Utility companies (e.g. gas companies, electric companies, water companies, etc.) offer essential services that people rarely notice when things are going well, however, people will definitely complain when there are problems with these services. Utility companies are similar to government bureaucracy and it is often shocking how something in their service to customers is messed up but they have no ability to correct it. If you have been overcharged/ charged a wrong payment plan or been mistreated by a utility company, whether it is in relation to water, electricity, gas, or telecommunications, you need to write an effective complaint letter to the utility company.
The importance of a letter of complaint should not be understated. It serves as a record that a complaint has been lodged, helps to safeguard any legal rights the utility customer may have in this situation, and let the company know that you are taking the complaint seriously (instead of just making an informal complaint). The most effective complaint letter should be based on facts and not emotions. Here are some tips on how to write one:
1. Identify the Recipient
Try and identify a senior person in the relevant department of the provider of the utility service to write to. Don't send your letter to the anonymous customer service or complaint department. You can try and google the company’s website or the annual report to identify the correct name.
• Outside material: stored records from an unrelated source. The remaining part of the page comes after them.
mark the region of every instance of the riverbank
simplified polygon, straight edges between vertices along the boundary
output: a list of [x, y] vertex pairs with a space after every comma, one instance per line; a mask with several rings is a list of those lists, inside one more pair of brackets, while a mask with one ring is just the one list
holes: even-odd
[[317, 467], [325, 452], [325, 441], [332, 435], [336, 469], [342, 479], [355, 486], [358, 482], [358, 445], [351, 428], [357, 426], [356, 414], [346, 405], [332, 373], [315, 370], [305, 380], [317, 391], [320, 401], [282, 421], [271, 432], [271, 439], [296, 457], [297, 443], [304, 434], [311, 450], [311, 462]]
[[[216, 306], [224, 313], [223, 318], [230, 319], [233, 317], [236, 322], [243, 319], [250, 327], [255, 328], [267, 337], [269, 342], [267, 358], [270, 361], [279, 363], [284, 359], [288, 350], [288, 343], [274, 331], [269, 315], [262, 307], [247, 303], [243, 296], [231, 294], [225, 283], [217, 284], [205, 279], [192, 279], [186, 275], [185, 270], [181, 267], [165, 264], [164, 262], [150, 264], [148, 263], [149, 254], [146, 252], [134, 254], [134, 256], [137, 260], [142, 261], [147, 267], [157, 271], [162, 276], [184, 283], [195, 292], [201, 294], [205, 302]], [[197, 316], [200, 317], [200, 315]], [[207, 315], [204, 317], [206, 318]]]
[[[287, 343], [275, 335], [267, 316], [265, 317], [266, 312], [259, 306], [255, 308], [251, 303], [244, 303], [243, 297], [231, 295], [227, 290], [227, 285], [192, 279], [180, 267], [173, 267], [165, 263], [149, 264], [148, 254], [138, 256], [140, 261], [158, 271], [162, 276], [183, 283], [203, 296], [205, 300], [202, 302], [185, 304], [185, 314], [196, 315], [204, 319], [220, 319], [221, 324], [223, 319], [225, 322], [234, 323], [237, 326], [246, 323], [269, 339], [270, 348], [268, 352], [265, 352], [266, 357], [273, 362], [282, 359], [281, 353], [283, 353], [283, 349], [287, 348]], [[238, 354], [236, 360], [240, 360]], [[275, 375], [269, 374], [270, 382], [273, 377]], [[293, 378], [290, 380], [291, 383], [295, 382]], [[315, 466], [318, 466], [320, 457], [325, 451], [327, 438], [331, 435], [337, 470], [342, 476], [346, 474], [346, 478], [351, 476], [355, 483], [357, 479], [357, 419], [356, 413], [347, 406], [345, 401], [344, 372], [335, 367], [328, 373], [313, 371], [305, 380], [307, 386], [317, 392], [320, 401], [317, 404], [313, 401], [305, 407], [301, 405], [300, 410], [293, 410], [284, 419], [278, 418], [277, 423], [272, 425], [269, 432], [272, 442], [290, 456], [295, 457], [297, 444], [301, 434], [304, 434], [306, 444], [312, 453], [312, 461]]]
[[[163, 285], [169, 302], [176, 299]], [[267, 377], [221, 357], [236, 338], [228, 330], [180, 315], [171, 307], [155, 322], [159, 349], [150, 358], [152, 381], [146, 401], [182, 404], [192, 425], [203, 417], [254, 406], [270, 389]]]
Describe the service and the problem directly and concisely (e.g. "Your company has overcharged me by $XXX in (Month)" instead of "There is a problem with my utility bills/ monthly payments"). Include your customer and account number, and the address of the service. If you are following up on a conversation, be sure to say who you have spoken to and confirm the details of what you discussed.
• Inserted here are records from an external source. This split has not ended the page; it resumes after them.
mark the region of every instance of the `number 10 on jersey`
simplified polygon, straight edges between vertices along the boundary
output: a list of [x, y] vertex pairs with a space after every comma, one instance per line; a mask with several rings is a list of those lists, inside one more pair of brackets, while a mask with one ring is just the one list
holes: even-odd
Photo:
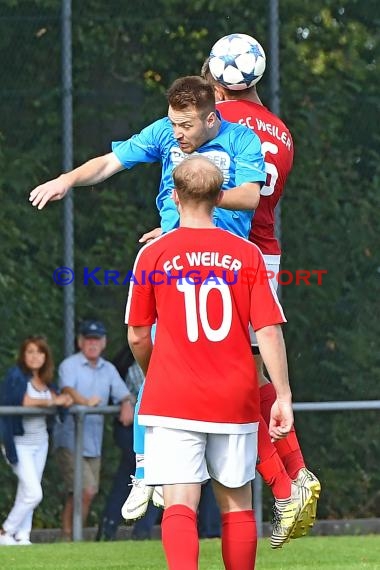
[[[198, 287], [191, 279], [185, 279], [181, 282], [177, 281], [177, 289], [184, 296], [186, 332], [189, 341], [196, 342], [199, 339], [198, 322], [207, 340], [211, 342], [224, 340], [232, 324], [232, 300], [228, 285], [215, 280], [206, 280]], [[209, 294], [213, 289], [218, 292], [219, 300], [214, 295], [212, 302], [208, 303]], [[218, 328], [214, 329], [210, 326], [208, 313], [213, 309], [217, 309], [219, 313], [216, 303], [221, 303], [222, 322]]]

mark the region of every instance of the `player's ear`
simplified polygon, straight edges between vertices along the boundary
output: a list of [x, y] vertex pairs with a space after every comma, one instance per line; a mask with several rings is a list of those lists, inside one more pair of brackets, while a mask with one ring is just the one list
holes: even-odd
[[176, 206], [178, 206], [179, 205], [179, 198], [178, 198], [177, 190], [175, 188], [173, 190], [172, 198], [173, 198], [174, 204]]
[[220, 204], [220, 202], [222, 201], [222, 196], [223, 196], [223, 190], [221, 190], [218, 194], [218, 197], [216, 199], [216, 203], [215, 206], [218, 206]]
[[218, 83], [216, 83], [214, 85], [214, 91], [215, 91], [215, 100], [216, 101], [225, 101], [226, 100], [226, 94], [225, 94], [224, 89], [221, 85], [218, 85]]
[[209, 129], [212, 129], [212, 127], [215, 125], [215, 121], [216, 121], [216, 113], [212, 111], [207, 117], [207, 126]]

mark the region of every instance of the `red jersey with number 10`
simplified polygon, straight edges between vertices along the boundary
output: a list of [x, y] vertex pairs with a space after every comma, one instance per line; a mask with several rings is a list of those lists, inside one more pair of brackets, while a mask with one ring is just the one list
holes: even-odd
[[255, 245], [219, 228], [185, 227], [149, 243], [135, 262], [125, 320], [132, 326], [157, 320], [140, 423], [256, 430], [248, 324], [258, 330], [285, 317]]
[[223, 119], [251, 128], [261, 141], [267, 180], [261, 188], [260, 203], [252, 220], [249, 240], [263, 254], [278, 255], [274, 210], [293, 165], [293, 141], [286, 125], [263, 105], [240, 99], [217, 104]]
Be clear that you are seeking a resolution, and specify a reasonable response and timeframe you would like the company to do. You can also leave it open for the company to compensate you by stating that "a meaningful and substantial gesture of goodwill" would be appreciated.
You may be angry, but don't write an angry letter. Only state the facts and don't be hostile, angry, sarcastic, or threatening. The person reading your letter may not be responsible for the problem, and politeness may create more incentive for the person to help to resolve it. If you allow your recipients to have one-to-one conversations and exchanges, you are more likely to receive a favourable response.
Include copies of related documents such as invoices and correspondence but keep them separate from your main letter. You can also send them a conversation record and email about the issue with customer service. Keep your originals, in case your letter is lost during the mailing process.